Repository: incubator-impala
Updated Branches:
  refs/heads/master d861db44a -> 536a0612a


IMPALA-5500: Reduce catalog update topic size

Problem: IMPALA-4029 introduced the use of the flatbuffers serialization
libary for storing file and block metadata.
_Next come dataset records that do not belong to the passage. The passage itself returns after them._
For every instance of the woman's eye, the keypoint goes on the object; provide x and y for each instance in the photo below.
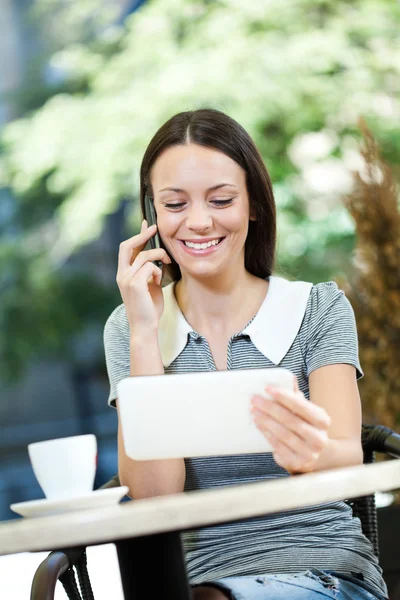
(179, 205)
(222, 202)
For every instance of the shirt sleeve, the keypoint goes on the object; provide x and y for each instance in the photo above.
(116, 347)
(331, 333)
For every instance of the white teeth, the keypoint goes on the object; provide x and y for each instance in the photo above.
(202, 246)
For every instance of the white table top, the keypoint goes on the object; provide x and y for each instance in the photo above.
(195, 509)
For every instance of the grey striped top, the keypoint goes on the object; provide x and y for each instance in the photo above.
(300, 327)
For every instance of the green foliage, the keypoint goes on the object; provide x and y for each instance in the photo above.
(296, 74)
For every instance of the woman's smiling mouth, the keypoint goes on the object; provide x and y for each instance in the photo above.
(201, 246)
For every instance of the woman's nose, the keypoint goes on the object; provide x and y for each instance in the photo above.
(198, 219)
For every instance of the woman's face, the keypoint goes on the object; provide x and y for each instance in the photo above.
(202, 207)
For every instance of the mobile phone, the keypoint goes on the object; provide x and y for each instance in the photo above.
(151, 218)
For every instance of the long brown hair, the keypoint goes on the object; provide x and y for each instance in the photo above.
(214, 129)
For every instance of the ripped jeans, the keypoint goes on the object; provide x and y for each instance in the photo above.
(312, 584)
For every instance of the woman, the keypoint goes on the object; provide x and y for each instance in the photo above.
(224, 310)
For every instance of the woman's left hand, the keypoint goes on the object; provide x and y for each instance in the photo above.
(296, 428)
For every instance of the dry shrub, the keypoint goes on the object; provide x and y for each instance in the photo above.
(374, 290)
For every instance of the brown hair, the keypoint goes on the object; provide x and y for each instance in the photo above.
(214, 129)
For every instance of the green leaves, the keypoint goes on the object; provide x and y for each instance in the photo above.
(284, 70)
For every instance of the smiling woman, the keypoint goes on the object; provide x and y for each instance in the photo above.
(226, 310)
(223, 167)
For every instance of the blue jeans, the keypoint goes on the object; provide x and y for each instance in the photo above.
(312, 584)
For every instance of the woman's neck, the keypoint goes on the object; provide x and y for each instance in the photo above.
(221, 305)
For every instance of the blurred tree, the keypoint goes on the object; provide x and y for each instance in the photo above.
(374, 289)
(295, 74)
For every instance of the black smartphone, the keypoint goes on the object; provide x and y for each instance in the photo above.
(151, 218)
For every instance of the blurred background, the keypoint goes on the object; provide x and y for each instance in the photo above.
(84, 86)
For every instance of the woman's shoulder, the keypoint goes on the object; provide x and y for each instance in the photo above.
(328, 306)
(318, 302)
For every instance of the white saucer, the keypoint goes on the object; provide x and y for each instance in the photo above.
(45, 507)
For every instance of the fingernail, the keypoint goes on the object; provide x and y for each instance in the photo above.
(271, 390)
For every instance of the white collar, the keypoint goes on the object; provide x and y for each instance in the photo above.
(272, 330)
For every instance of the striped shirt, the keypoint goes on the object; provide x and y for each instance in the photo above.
(300, 327)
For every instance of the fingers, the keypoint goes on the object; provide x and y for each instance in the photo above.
(280, 421)
(146, 274)
(296, 403)
(296, 429)
(129, 249)
(148, 256)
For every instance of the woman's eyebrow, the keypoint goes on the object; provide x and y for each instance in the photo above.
(214, 187)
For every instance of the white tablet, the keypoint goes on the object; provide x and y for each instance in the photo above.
(194, 414)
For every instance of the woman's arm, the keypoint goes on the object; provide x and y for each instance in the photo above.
(335, 389)
(321, 433)
(151, 477)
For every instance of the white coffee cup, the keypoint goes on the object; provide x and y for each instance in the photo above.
(65, 467)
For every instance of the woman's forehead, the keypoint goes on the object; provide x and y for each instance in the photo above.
(193, 164)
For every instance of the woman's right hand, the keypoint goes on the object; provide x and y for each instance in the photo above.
(139, 280)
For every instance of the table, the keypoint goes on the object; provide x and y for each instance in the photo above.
(149, 530)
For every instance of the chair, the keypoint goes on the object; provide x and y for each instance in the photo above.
(62, 564)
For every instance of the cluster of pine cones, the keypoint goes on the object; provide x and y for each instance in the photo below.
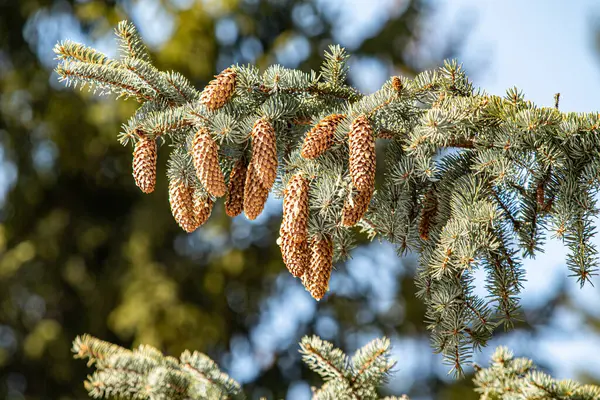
(251, 180)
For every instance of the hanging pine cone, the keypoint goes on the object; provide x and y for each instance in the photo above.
(219, 90)
(294, 223)
(356, 207)
(428, 213)
(255, 195)
(264, 152)
(144, 164)
(294, 254)
(316, 278)
(234, 203)
(362, 154)
(182, 204)
(320, 138)
(205, 154)
(202, 207)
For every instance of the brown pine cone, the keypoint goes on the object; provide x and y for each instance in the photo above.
(182, 205)
(255, 195)
(428, 213)
(354, 210)
(316, 278)
(202, 207)
(205, 154)
(264, 152)
(144, 164)
(294, 254)
(219, 90)
(320, 138)
(362, 154)
(294, 223)
(234, 203)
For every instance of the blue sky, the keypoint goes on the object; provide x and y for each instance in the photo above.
(542, 47)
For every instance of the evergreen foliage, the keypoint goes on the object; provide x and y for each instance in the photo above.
(145, 373)
(474, 180)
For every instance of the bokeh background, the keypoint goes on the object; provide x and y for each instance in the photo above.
(83, 250)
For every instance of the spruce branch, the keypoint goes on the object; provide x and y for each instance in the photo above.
(145, 373)
(473, 180)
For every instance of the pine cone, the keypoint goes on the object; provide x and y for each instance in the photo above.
(294, 254)
(428, 213)
(205, 153)
(316, 279)
(320, 137)
(144, 164)
(234, 204)
(202, 207)
(219, 90)
(255, 195)
(182, 205)
(397, 84)
(294, 224)
(354, 210)
(264, 153)
(362, 154)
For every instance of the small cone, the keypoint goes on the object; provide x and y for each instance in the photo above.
(219, 90)
(255, 195)
(234, 203)
(294, 223)
(362, 154)
(144, 164)
(182, 205)
(354, 210)
(205, 154)
(540, 193)
(202, 207)
(294, 254)
(264, 152)
(320, 138)
(397, 84)
(428, 213)
(316, 279)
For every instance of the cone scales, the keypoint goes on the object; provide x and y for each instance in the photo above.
(356, 206)
(202, 207)
(320, 138)
(264, 153)
(144, 164)
(428, 214)
(205, 154)
(362, 154)
(255, 195)
(182, 205)
(316, 279)
(294, 226)
(294, 254)
(219, 90)
(234, 203)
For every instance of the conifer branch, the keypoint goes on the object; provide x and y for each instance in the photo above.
(504, 170)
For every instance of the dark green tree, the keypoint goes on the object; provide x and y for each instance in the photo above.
(82, 251)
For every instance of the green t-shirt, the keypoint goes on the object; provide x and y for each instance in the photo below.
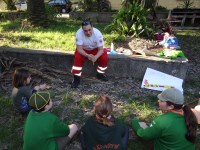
(41, 131)
(167, 131)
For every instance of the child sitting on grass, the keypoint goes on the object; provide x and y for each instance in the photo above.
(103, 131)
(43, 130)
(21, 91)
(175, 129)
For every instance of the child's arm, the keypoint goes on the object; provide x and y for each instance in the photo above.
(42, 87)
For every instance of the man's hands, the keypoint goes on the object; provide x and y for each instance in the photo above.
(41, 87)
(92, 58)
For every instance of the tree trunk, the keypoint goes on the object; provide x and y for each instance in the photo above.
(10, 4)
(37, 13)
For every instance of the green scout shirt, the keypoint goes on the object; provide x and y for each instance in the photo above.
(167, 131)
(41, 131)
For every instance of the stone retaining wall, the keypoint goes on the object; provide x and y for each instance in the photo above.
(119, 65)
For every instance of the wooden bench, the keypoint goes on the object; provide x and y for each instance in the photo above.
(184, 14)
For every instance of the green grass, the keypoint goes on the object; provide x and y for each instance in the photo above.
(59, 36)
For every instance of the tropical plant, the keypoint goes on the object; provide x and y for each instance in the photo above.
(131, 20)
(51, 12)
(187, 4)
(37, 13)
(10, 4)
(93, 5)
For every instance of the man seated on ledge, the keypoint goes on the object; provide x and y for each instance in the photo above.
(89, 44)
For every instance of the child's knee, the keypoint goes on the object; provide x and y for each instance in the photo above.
(73, 129)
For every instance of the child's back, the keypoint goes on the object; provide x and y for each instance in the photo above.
(103, 131)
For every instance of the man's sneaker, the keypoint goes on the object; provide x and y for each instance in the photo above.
(101, 76)
(75, 82)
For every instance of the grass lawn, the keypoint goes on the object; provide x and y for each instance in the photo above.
(61, 36)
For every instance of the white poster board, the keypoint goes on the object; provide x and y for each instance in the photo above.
(160, 81)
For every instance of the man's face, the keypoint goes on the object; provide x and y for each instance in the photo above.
(88, 30)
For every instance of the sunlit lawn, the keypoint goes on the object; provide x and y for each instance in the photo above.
(60, 35)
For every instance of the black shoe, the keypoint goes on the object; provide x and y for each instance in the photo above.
(101, 76)
(75, 82)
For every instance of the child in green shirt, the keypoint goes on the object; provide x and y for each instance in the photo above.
(175, 129)
(103, 131)
(43, 130)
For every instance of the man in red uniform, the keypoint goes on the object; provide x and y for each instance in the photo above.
(89, 44)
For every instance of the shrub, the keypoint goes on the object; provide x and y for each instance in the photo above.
(131, 21)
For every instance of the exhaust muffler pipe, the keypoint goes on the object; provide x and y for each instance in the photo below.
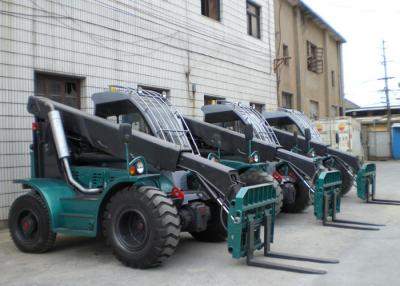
(62, 149)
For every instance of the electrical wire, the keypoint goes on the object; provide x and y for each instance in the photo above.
(115, 30)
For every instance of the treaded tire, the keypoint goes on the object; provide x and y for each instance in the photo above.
(216, 231)
(302, 200)
(29, 224)
(255, 177)
(142, 226)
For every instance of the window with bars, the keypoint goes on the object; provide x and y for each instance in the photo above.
(287, 100)
(253, 20)
(258, 106)
(315, 61)
(285, 52)
(314, 110)
(211, 9)
(62, 89)
(211, 100)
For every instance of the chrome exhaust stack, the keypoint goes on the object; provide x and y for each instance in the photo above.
(62, 149)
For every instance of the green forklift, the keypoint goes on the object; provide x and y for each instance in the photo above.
(120, 175)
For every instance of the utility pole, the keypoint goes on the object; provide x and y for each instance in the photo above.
(387, 93)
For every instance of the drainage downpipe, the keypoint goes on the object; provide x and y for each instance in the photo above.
(62, 149)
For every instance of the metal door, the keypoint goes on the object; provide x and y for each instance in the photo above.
(379, 145)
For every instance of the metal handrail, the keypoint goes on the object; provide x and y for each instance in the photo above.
(261, 128)
(165, 121)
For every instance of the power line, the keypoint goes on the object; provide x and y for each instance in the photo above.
(386, 90)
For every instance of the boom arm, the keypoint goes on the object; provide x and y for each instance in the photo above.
(231, 141)
(289, 142)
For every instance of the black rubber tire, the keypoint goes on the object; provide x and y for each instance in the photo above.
(302, 200)
(161, 224)
(216, 230)
(31, 209)
(256, 177)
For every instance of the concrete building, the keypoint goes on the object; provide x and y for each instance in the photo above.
(308, 61)
(375, 134)
(195, 52)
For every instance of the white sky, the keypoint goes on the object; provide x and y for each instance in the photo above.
(364, 24)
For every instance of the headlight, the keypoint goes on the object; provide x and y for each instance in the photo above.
(139, 167)
(256, 158)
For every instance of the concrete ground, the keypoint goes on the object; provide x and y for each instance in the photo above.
(366, 257)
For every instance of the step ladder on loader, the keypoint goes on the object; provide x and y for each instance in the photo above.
(254, 209)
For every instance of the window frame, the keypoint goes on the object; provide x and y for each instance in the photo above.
(285, 54)
(284, 96)
(258, 17)
(315, 62)
(316, 103)
(333, 78)
(205, 9)
(212, 98)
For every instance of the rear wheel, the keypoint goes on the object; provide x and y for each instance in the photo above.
(256, 177)
(29, 224)
(142, 226)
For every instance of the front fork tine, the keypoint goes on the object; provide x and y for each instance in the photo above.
(267, 253)
(343, 223)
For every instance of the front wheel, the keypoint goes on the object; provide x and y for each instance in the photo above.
(142, 226)
(29, 224)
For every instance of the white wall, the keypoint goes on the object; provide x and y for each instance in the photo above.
(141, 41)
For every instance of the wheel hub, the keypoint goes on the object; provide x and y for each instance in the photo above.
(133, 229)
(28, 225)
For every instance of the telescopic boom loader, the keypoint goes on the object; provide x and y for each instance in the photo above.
(307, 172)
(93, 176)
(306, 140)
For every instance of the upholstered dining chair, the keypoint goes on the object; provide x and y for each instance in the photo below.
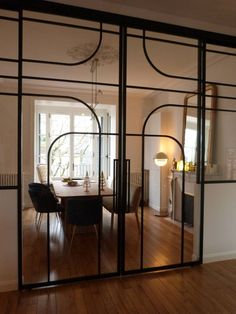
(42, 173)
(84, 211)
(44, 201)
(131, 207)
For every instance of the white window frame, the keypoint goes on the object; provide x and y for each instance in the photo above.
(73, 109)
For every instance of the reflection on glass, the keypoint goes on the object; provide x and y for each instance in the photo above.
(190, 125)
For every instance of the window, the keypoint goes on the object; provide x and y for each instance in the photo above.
(71, 155)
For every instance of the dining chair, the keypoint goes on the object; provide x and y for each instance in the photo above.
(44, 201)
(42, 173)
(132, 205)
(84, 211)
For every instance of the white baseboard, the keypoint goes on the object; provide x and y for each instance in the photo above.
(9, 285)
(216, 257)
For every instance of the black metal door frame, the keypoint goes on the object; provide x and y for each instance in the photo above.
(123, 22)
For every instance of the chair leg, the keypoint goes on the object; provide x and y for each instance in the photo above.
(112, 220)
(136, 215)
(96, 231)
(39, 221)
(72, 236)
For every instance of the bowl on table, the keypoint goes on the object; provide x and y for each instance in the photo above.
(72, 183)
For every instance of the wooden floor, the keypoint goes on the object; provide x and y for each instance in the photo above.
(162, 246)
(209, 288)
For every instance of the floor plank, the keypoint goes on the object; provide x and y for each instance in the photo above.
(162, 243)
(208, 288)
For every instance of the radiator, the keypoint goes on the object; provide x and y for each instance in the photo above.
(8, 179)
(136, 178)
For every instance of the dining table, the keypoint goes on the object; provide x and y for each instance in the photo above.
(63, 190)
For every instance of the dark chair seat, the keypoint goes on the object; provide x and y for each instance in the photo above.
(84, 211)
(44, 201)
(131, 207)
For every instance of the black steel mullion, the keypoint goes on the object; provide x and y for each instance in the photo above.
(122, 148)
(202, 147)
(19, 150)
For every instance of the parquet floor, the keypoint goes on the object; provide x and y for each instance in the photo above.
(162, 246)
(209, 288)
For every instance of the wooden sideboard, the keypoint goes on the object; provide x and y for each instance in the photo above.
(176, 196)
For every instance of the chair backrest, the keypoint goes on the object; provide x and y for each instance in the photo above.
(42, 173)
(84, 211)
(135, 197)
(134, 194)
(42, 198)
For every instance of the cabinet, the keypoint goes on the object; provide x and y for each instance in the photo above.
(176, 197)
That change reduced the
effectiveness of the Thrift compaction protocol (when
--compact_catalog_topic is used), thereby causing a 2X increase in
catalog update topic size when the compact protocol is used.

Fix: LZ4 compress the catalog topic updates before sent to the
statestore when --compact_catalog_topic is set to true.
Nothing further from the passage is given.